Li descrive in questo video-intervento che ha introdotto la Giornata Nazionale Malattia di Parkinson 2023 organizzata a Padova dalla nostra Associazione, il prof. Angelo Antonini, responsabile del Centro Studi per la Neurodegenerazione (CESNE) dell’Università di Padova e dell’Unità per la malattia di Parkinson e per i disturbi del Movimento dell’Azienda Ospedale Università di Padova. 

Approfondiamoli insieme.

Il disturbo del sonno è un primo sintomo altamente predittivo del Parkinson.

I disturbi del sonno sono infatti molto comuni nelle persone colpite da questa malattia neurodegenerativa. Per loro il rischio di soffrire di insonniaparasonnia e altre irregolarità nel ciclo veglia-sonno, come ad esempio tremore, rigidità, dolore e sindrome delle gambe senza riposo, è spesso elevato.

Dormendo meno e peggio, le persone con Parkinson tendono a essere stanche e assonnate durante il giorno, subendo in alcuni casi anche degli sbalzamenti dell’umore 

Un’altra manifestazione precoce del Parkinson consiste nella perdita o nella riduzione del senso dell’olfatto

Riduzione olfattiva: uno dei segni premonitori della malattia di Parkinson

Nel caso la riduzione olfattiva si manifesti, meglio dunque non sottovalutarla e rivolgersi a un/a neurologo/a. 

La stipsi è un sintomo comune a più adulti. Tuttavia, se associato agli altri 2 sintomi precedenti, e se compare intorno ai 40-50 anni in persone che fino ad allora avevano una normale funzione intestinale, può predire il rischio di Parkinson in maniera piuttosto precisa. 

Le persone con Parkinson hanno infatti maggiori probabilità di sperimentare problemi all’intestino.

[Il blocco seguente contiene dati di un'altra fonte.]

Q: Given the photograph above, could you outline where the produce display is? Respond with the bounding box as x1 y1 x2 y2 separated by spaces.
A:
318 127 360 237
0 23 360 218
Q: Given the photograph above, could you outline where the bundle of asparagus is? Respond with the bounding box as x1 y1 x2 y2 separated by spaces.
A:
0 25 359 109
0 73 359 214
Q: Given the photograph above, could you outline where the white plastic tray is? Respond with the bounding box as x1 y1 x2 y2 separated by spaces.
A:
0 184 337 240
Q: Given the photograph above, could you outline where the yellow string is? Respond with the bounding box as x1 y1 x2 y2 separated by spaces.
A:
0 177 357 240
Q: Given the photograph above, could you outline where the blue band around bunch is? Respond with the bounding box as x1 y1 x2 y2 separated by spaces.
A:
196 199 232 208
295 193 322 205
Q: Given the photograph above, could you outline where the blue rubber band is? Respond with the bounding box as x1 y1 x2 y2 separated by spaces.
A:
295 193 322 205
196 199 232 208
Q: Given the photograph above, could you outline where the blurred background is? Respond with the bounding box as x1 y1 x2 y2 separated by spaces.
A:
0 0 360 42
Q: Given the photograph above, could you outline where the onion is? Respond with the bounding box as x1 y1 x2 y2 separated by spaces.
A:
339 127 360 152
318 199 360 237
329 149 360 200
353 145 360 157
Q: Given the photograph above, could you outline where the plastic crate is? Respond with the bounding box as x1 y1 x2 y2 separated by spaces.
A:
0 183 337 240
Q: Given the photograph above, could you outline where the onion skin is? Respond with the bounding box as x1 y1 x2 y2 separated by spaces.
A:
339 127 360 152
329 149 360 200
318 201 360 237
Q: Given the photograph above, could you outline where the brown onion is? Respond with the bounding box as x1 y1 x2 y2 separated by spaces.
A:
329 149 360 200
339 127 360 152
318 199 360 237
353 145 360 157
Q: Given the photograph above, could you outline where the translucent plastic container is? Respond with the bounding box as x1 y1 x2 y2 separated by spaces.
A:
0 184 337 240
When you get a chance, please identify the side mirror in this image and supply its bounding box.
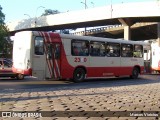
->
[47,53,52,60]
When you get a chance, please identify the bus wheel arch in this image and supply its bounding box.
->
[130,66,140,79]
[73,66,87,82]
[17,73,24,80]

Tanto che, in alcuni casi, con il progredire della malattia, la sensazione di pesantezza e di sazietà possono anche condurre a potenziali disturbi nutrizionali. 

Semplici esami di laboratorio posso essere utili per diagnosticare in anticipo il Parkinson

Oggi è possibile identificare in anticipo le alterazioni legate alla malattia di Parkinson anche attraverso semplici strumenti di laboratorio come il prelievo ematico e un miniprelievo della cute, fino alla gastroscopia

Grazie a questi strumenti diagnostici precoci, i neurologi hanno modo di documentare le prime alterazioni a carico della proteina coinvolta, l’alfa sinucleina. 

Perché è importante “monitorare” questa proteina? Quando non funziona più correttamente, tende ad aggregarsi determinando la morte delle cellule nervose. In particolare, quelle che producono la dopamina: un neurotrasmettitore essenziale per il controllo del movimento, che diminuisce drasticamente nei malati di Parkinson.

Per prevenire o rallentare la progressione di questa malattia neurodegenerativa, migliorando così la qualità della vita in tutte le sue fasi, possono essere messi in atto alcuni fattori protettivi, derivanti soprattutto da stili di vita e “comportamenti virtuosi”.

Al primo posto l’attività fisica, seguita dallo stato di occupazione lavorativa e vita relazionale.

AVVERTENZA: Questo articolo ha carattere di divulgazione informativa, necessariamente generale.  Le informazioni contenute, pur basate su studi scientifici, non sostituiscono il consulto personalizzato di un professionista (neurologo/a, dietologo/a, fisioterapista, psicologo/a, e altri specialisti). 
Pertanto, il lettore non è autorizzato a considerare quanto qui pubblicato come consulto medico, né a prenderlo a pretesto per curarsi da sé.